Sergi, gerçekten de işe yaradı ve müzeyi kaplayan demir iskeleler söküldü. Bir süre sonra "Sakıp Sabancı Eserleri Koleksiyonu / Resim ve Hat / Türkiye / İstanbul" afişini iskeleye astılar. Yıl 1989. Ayrıntısı o denli çok ki değinip geçmem bile neredeyse masalsı! Sakıp Bey ve Akbank Genel Müdürü Hamit Belli ve çok saygı duyduğum, ailece görüştüğüm, sigortalar genel müdürü Güngör Uras ve caz sanatı tutkunu Hamit Belli ağabey ile bir araya geldik. Bana sanat ve kültür danışmanlığını da Hamit abi önermişti. Sakıp Bey'i de gazetelerde, TRT TV'de kültür sanat yönetmenliğim sıralarında tanıyordum zaten. Kültür Bakanlığı Müsteşarı da müzeci arkadaşımdı. Tüm işlemler hep benim üzerimden gerçekleşti. Moskova Büyükelçimiz Volkan Vural, müsteşarı Ateş Balkan ve eşi de arkadaşımdı. Tüm bu bağlantılarla gel de şenlik yapma. İşin ilginç yanı, Moskova'da, nehirin yanında, Lenin döneminde Moskova - Washington arasında mekik dokuyan, siyasal olarak arabuluculuk eden, uçağında Rembrandt'ın resmini bulunduran (hakkında ki kızıl milyarder'in kitabı da Türkçe yayınlanmıştı) diye anılanın da (daha önceki etkinlikte de konakladığımız) otelinde kalınacak. Garip gelecek belki ama Sakıp Bey'den isteğim bu sergi için özel bir davetli listesinin de yer alması gündemdeydi. Liste çıkarıldı. Bu konularda rahattır. Yönetim Kurulu Başkanı Naim Talu ve eşi, Sabancı ailesi, Güler Sabancı, basın danışmanı, özel kalem müdürü, Bakanlık sergi komiseri ve benim önerdiğim; kendisinin de iyi tanıdığı ünlü dostlar ve bakanlık temsilcisi. Sanırım 20-22 kişi. Ayrıca halkla ilişkilerin sorumluları.

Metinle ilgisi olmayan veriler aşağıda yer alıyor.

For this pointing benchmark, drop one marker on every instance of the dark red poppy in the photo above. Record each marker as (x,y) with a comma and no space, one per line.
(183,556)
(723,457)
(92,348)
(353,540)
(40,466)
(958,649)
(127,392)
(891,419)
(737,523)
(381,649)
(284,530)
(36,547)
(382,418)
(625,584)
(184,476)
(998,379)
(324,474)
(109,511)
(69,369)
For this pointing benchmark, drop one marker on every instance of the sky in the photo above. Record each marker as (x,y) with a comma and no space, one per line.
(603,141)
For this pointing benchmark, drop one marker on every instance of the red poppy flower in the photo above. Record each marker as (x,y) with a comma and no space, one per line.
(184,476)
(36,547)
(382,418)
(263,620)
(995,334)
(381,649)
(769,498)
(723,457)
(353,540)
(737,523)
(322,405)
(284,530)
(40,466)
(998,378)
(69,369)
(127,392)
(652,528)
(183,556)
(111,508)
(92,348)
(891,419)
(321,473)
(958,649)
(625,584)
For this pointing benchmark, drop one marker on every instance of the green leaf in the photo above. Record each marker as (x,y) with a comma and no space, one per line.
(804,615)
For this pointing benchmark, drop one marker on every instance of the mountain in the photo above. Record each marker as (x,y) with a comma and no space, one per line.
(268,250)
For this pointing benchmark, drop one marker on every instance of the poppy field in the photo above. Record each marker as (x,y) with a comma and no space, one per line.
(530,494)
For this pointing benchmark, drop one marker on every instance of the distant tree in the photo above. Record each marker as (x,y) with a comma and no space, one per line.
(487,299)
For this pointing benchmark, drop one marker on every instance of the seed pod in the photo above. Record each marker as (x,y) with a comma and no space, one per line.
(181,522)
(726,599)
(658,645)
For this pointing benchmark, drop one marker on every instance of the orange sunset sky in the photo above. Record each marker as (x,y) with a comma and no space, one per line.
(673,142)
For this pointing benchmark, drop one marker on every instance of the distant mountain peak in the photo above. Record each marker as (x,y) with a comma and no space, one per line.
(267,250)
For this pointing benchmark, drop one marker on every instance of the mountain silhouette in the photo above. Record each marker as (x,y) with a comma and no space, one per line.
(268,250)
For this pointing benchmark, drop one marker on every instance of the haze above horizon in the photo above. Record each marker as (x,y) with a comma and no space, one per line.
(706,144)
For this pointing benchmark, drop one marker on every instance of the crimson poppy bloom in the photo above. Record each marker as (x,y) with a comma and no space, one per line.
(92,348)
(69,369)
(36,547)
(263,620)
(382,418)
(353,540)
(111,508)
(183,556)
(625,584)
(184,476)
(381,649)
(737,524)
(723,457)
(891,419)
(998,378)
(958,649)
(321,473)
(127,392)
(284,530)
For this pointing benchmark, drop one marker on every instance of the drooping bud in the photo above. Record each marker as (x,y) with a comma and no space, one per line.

Şimdi aklıma geldi, Kültür Bakanlığı Müsteşarı dostum aradı bir gün. "Gürol sergi komiseri benim hemşehrim. Arkeolog. O gelsin!" "Sevgili dostum, bu arkeolog aylarca Moskova'da kalacak. Giderini kurum karşılayacak. Biri kalkıp sanat tarihi, resim ve tuğralar üzerine soru sorsa, arkeolog ne diyecek?" "İdare et işte. Bir de; kızma ama zordayım. Semra hanım (Semra Özal) sergiye gelmek istiyor, Sabancı'nın davetlisi olarak. Hep böyle yaparmış, kendini davet ettirirmiş! Sen Sakıp Bey'e söyler misin?" "Aydaaa! Hangi sıfatla? Bakanlık olarak siz söyleyin!" "Söyleyemem, yeni müsteşar oldum." Önce Akbank genel müdürü Hamit ağabeye söyledim durumu. Gülümsedi, çok kibardı kişiliği. "Sen, farklı söylersin. Mümkünse bulaştırma beni." Gene, köşkün yolunu tuttum. Anlattım. "Ağam bir sürü işimiz var bakanlıklarla. Ne etsek de çağırmasak?" Onca yoğunluğun arasında, üstelik şaşkın biriyim, böyle işleri hiç beceremem. Kaldı mı başıma? İnanır mısın şimdi hiç hatırlamıyorum hangi gerekçeyi buldum da caydırdım bilmiyorum. Ama Sakıp Bey'in, "Cuk oturdu. Kurtuldum," deyişini hatırlıyorum. Yani ne yaptıysam, etliye sütlüye karışmadan; işe çok yaradı da hanımefendi gelmekten vazgeçti?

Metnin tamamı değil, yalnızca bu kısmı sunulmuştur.